Tras haber visto y deliberado las presentes actuaciones, la Sala de lo Social del T.S.J. de Asturias, formada por los Iltmos Sres. D. JOSE ALEJANDRO CRIADO FERNANDEZ, Presidente, Dª. MARIA VIDAU ARGÜELLES y D. JESUS MARIA MARTIN MORILLO, Magistrados, de acuerdo con lo prevenido en el artículo 117.1 de la Constitución Española ,
EN NOMBRE DE S.M. EL REY
Y POR LA AUTORIDAD QUE LE CONFIERE
EL PUEBLO ESPAÑOL
ha dictado la siguiente
S E N T E N C I A
En el RECURSO SUPLICACION 0002295/2015, formalizado por el Letrado D. JOSE RAMON BALLESTEROS ALONSO, en nombre y representación de Abilio , contra la sentencia número 418/2015 dictada por JDO. DE LO SOCIAL N. 2 de OVIEDO en el procedimiento SEGURIDAD SOCIAL 0000606/2014, seguidos a instancia de Abilio frente al INSS y la TGSS, siendo Magistrado-Ponente el Ilmo Sr D. JESUS MARIA MARTIN MORILLO.
De las actuaciones se deducen los siguientes:
Antecedentes
PRIMERO:D. Abilio presentó demanda contra el INSS y la TGSS, siendo turnada para su conocimiento y enjuiciamiento al señalado Juzgado de lo Social, el cual, dictó la sentencia número 418/2015, de fecha veinticuatro de julio de dos mil quince .
SEGUNDO:En la sentencia recurrida en suplicación se consignaron los siguientes hechos expresamente declarados probados:
1º) El trabajador nacido el NUM000 de 1951, afiliado a la Seguridad Social con el nº NUM001 , tiene como profesión habitual la de ganadero.

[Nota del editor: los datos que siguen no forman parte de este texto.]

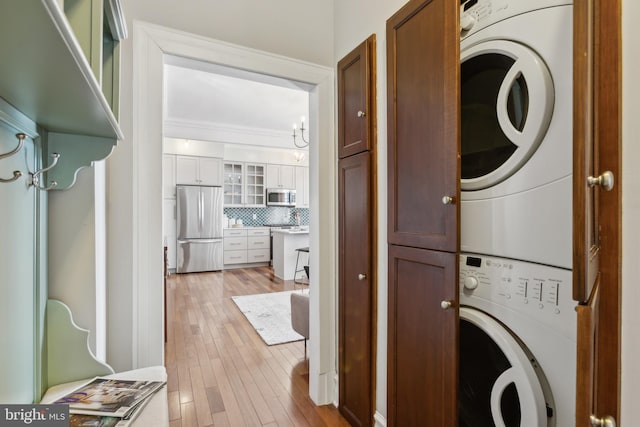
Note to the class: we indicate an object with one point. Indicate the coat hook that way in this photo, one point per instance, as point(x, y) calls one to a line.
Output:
point(21, 138)
point(35, 177)
point(16, 174)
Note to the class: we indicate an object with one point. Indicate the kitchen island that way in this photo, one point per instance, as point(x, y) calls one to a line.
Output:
point(285, 243)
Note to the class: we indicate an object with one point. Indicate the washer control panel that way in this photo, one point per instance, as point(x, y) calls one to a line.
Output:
point(534, 290)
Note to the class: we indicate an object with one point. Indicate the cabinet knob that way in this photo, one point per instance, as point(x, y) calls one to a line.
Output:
point(445, 305)
point(448, 200)
point(607, 421)
point(605, 181)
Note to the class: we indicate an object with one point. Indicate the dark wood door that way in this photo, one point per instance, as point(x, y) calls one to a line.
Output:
point(356, 95)
point(423, 85)
point(356, 297)
point(597, 207)
point(423, 338)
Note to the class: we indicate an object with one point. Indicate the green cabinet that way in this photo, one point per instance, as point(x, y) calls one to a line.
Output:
point(59, 66)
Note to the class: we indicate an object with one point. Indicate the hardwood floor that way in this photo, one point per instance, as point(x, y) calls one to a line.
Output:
point(220, 372)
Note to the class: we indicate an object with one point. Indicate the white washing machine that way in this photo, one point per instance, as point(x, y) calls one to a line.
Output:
point(517, 344)
point(516, 163)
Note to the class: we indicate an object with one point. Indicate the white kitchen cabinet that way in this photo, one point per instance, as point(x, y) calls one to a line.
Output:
point(254, 178)
point(281, 176)
point(169, 176)
point(169, 229)
point(244, 246)
point(233, 184)
point(302, 187)
point(193, 170)
point(244, 184)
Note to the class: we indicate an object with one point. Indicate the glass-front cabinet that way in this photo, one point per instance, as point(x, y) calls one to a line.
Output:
point(254, 185)
point(244, 184)
point(233, 184)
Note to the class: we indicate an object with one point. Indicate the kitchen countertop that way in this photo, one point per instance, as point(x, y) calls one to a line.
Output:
point(301, 230)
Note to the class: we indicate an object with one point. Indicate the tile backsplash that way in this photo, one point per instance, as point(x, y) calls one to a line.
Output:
point(271, 215)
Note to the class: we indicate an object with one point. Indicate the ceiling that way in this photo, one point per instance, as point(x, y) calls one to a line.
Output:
point(215, 96)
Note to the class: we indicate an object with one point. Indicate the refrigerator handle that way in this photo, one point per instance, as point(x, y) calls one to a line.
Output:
point(201, 210)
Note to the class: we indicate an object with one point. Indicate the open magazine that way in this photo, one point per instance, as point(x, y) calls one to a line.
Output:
point(110, 398)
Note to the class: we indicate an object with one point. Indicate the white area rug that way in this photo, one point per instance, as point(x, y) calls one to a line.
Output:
point(270, 315)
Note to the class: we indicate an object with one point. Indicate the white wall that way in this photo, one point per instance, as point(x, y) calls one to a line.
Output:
point(76, 247)
point(349, 33)
point(301, 30)
point(630, 214)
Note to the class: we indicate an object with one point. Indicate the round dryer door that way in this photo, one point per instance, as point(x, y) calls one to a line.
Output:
point(507, 103)
point(498, 383)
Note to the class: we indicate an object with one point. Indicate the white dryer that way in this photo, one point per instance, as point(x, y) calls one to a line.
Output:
point(517, 344)
point(516, 161)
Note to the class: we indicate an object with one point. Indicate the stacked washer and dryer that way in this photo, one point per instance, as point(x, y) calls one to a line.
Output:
point(517, 317)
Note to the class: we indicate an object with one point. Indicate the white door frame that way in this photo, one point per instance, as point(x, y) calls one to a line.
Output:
point(151, 44)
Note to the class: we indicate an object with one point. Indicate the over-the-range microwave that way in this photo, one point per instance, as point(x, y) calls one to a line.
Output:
point(281, 197)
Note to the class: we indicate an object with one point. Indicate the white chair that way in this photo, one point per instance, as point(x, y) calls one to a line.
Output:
point(300, 315)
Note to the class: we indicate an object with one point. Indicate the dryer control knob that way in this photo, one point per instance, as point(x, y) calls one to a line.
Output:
point(470, 283)
point(467, 22)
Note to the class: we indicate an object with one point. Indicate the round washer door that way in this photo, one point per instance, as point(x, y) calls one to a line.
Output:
point(497, 384)
point(507, 99)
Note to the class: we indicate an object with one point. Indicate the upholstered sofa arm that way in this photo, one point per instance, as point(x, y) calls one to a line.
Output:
point(300, 313)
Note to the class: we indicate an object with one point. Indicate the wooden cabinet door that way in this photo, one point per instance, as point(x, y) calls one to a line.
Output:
point(356, 98)
point(423, 338)
point(355, 308)
point(423, 84)
point(597, 208)
point(423, 72)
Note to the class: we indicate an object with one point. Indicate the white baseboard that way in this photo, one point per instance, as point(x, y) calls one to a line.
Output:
point(380, 420)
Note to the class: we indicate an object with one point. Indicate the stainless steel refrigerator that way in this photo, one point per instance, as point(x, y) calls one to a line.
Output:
point(199, 228)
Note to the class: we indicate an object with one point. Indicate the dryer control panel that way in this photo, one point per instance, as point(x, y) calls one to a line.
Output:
point(478, 14)
point(501, 285)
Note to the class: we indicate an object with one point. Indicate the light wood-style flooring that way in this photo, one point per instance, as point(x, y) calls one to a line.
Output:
point(220, 372)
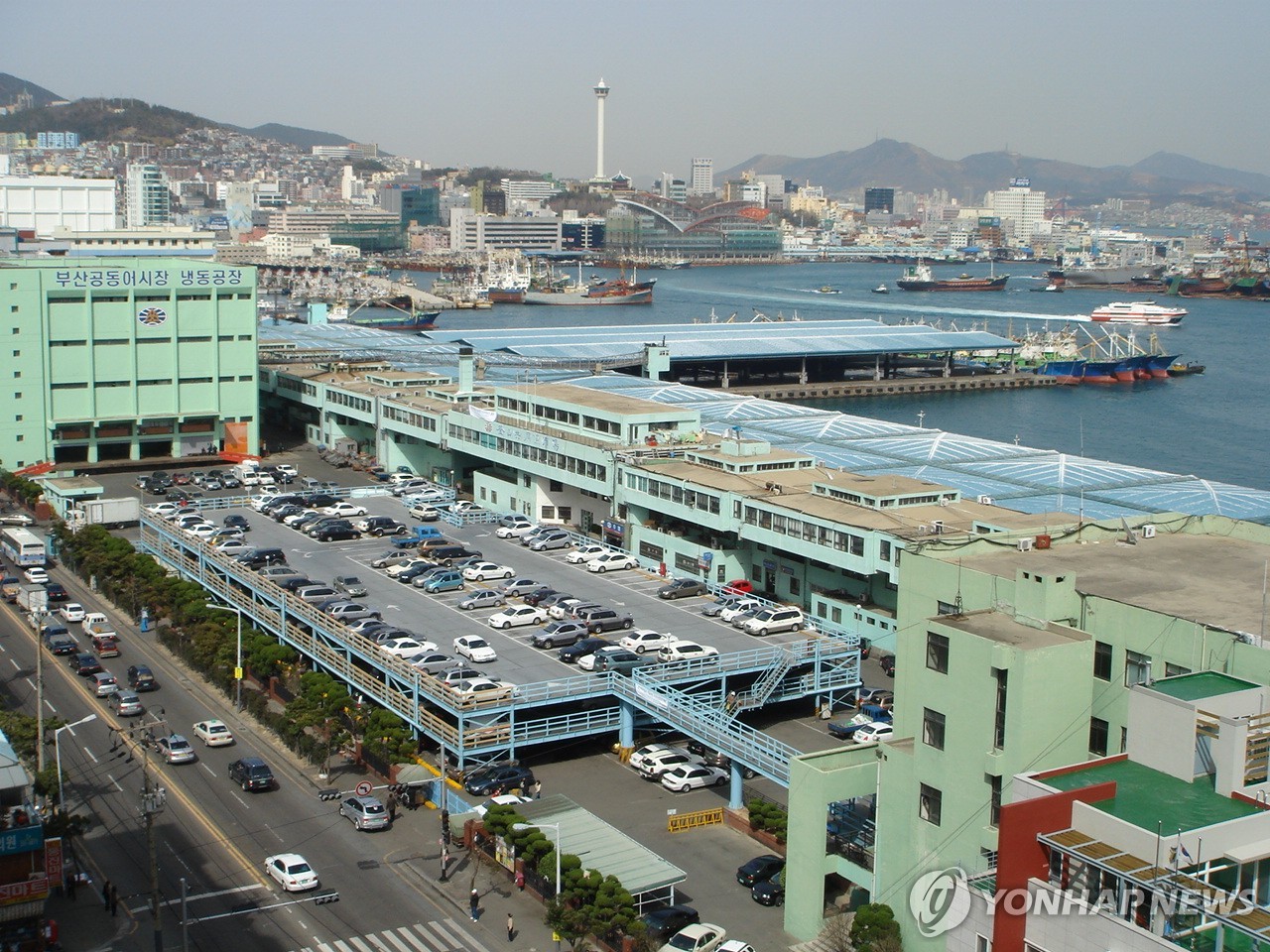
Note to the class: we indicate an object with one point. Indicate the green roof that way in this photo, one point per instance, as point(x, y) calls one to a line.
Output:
point(1151, 800)
point(1193, 687)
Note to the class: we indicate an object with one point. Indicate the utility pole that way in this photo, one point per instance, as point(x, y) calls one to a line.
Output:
point(153, 800)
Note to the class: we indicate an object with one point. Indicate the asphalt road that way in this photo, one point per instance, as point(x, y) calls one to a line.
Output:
point(216, 837)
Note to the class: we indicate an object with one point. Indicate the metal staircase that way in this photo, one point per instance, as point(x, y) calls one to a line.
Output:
point(702, 716)
point(758, 694)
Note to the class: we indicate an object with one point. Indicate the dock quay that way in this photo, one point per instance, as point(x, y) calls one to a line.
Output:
point(832, 390)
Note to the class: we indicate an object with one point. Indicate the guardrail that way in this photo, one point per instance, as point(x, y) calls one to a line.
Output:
point(677, 823)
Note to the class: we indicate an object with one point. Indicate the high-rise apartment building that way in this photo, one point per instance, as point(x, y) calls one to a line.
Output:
point(701, 181)
point(146, 197)
point(879, 199)
point(1021, 209)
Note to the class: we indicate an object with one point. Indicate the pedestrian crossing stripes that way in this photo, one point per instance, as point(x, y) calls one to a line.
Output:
point(444, 936)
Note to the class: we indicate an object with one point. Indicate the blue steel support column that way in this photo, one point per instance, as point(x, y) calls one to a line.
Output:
point(735, 794)
point(625, 729)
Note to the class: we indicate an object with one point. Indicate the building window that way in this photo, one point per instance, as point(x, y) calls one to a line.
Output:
point(933, 729)
point(1098, 737)
point(1101, 660)
point(930, 803)
point(993, 798)
point(938, 653)
point(1137, 667)
point(998, 728)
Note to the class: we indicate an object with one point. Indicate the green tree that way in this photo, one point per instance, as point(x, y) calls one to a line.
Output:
point(875, 929)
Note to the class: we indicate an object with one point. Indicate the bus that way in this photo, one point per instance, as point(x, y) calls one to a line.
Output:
point(22, 547)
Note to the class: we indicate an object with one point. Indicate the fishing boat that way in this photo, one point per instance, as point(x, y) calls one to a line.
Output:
point(920, 277)
point(1185, 370)
point(1138, 312)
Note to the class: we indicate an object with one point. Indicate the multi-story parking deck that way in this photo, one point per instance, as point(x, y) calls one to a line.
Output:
point(561, 702)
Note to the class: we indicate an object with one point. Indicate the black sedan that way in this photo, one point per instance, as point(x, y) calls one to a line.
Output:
point(559, 634)
point(492, 780)
point(580, 649)
point(684, 588)
point(667, 921)
point(770, 892)
point(84, 665)
point(761, 867)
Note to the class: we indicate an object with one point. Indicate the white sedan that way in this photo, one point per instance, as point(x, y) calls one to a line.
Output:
point(344, 508)
point(488, 570)
point(475, 649)
point(407, 648)
point(694, 777)
point(71, 612)
point(293, 873)
point(686, 652)
point(584, 553)
point(612, 561)
point(647, 640)
point(213, 734)
point(516, 531)
point(878, 730)
point(515, 616)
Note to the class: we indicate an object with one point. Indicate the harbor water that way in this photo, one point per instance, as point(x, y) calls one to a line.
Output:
point(1215, 425)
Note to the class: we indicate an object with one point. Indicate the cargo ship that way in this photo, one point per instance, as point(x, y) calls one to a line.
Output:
point(1138, 312)
point(919, 277)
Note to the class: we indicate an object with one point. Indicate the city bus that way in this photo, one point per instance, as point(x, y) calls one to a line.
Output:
point(22, 547)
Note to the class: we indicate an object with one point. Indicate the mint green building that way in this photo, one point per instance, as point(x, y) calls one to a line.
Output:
point(127, 358)
point(1015, 657)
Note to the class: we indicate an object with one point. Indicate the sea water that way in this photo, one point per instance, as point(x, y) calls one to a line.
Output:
point(1215, 425)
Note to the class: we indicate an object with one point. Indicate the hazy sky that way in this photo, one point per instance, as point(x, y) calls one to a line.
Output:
point(509, 81)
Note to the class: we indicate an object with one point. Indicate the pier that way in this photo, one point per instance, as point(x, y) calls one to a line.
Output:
point(832, 390)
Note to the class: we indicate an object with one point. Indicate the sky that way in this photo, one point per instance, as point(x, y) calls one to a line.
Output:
point(508, 82)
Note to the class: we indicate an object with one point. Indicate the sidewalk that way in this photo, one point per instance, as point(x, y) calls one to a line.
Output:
point(498, 893)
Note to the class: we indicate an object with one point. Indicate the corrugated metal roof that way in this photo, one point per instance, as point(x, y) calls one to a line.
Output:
point(1021, 477)
point(599, 846)
point(720, 341)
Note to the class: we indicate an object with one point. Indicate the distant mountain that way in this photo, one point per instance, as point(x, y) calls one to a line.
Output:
point(109, 119)
point(295, 136)
point(12, 86)
point(131, 119)
point(903, 166)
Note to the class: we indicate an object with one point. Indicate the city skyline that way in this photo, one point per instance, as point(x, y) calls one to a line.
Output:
point(1084, 82)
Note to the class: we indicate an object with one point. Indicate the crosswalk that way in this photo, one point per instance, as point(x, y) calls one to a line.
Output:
point(441, 936)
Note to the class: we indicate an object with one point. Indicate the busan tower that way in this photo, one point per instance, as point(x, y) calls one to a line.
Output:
point(601, 95)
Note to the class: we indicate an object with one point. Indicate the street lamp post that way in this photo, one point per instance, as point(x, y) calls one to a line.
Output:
point(524, 826)
point(58, 756)
point(238, 664)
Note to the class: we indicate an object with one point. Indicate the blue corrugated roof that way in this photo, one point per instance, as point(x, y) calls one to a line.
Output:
point(1021, 477)
point(722, 340)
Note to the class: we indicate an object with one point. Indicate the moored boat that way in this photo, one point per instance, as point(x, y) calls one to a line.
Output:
point(920, 277)
point(1138, 312)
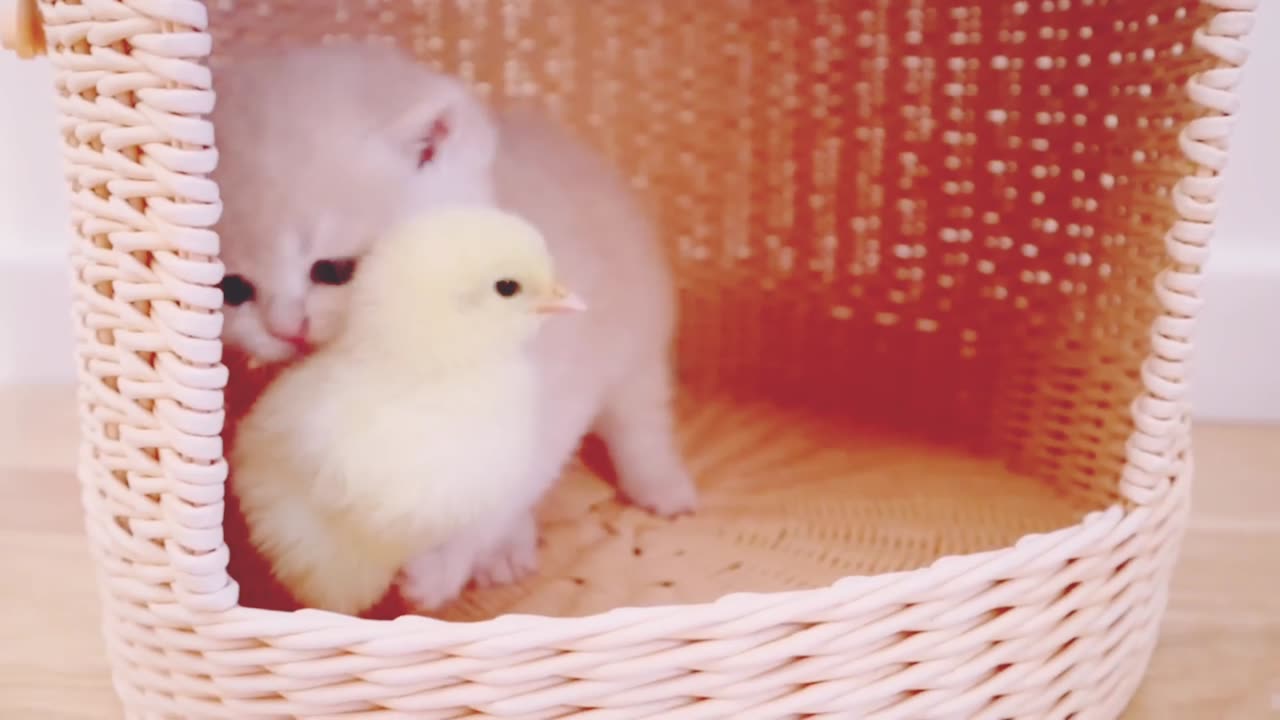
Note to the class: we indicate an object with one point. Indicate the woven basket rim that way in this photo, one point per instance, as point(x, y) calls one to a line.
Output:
point(1155, 466)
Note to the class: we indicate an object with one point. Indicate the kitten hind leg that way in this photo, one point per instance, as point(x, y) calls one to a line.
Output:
point(435, 577)
point(513, 557)
point(638, 427)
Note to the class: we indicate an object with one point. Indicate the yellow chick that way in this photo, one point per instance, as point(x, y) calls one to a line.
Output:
point(416, 424)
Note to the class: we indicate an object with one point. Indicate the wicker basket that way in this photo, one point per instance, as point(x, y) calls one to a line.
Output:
point(940, 265)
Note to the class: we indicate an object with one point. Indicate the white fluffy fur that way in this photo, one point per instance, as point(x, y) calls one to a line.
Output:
point(426, 419)
point(315, 147)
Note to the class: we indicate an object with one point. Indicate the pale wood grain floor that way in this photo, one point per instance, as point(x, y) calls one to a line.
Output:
point(1219, 656)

El 11 de septiembre de 2013 sufrió un accidente de trabajo que determinó el inicio de un periodo de incapacidad temporal del que fue alta por mejoría el 27 de marzo de 2014.
2º) Solicitó la valoración de su estado que inició al expediente en el que se dictó resolución el 22 de abril de 2014 en la que se le reconocía lesiones permanentes no invalidantes, frente a la que interpuso reclamación previa en tiempo y forma que fue desestimada por otra resolución de 17 de junio; interpuso la demanda el 22 de julio.
3º) El Equipo de Valoración de Incapacidades emitió dictamen-propuesta en fecha 22/04/2014, el cual consta en autos.
4º) En el accidente de trabajo sufrió la rotura del extensor largo del pulgar de la mano derecha que es la dominante. La exploración mostró reducción de la extensión, aducción y flexión del 1º dedo, con oposición con fuerza en todos los dedos, hace puño completo. La movilidad en su conjunto está reducida en menos de un 50%.
5º) La base reguladora mensual es de 870,52 €.
TERCERO:En la sentencia recurrida en suplicación se emitió el siguiente fallo o parte dispositiva:
'Que desestimo la demanda interpuesta por Abilio contra el INSTITUTO NACIONAL DE LA SEGURIDAD SOCIAL y la TESORERIA GENERAL DE LA SEGURIDAD SOCIAL, absolviendo a los demandados de todos los pedimentos de la demanda'.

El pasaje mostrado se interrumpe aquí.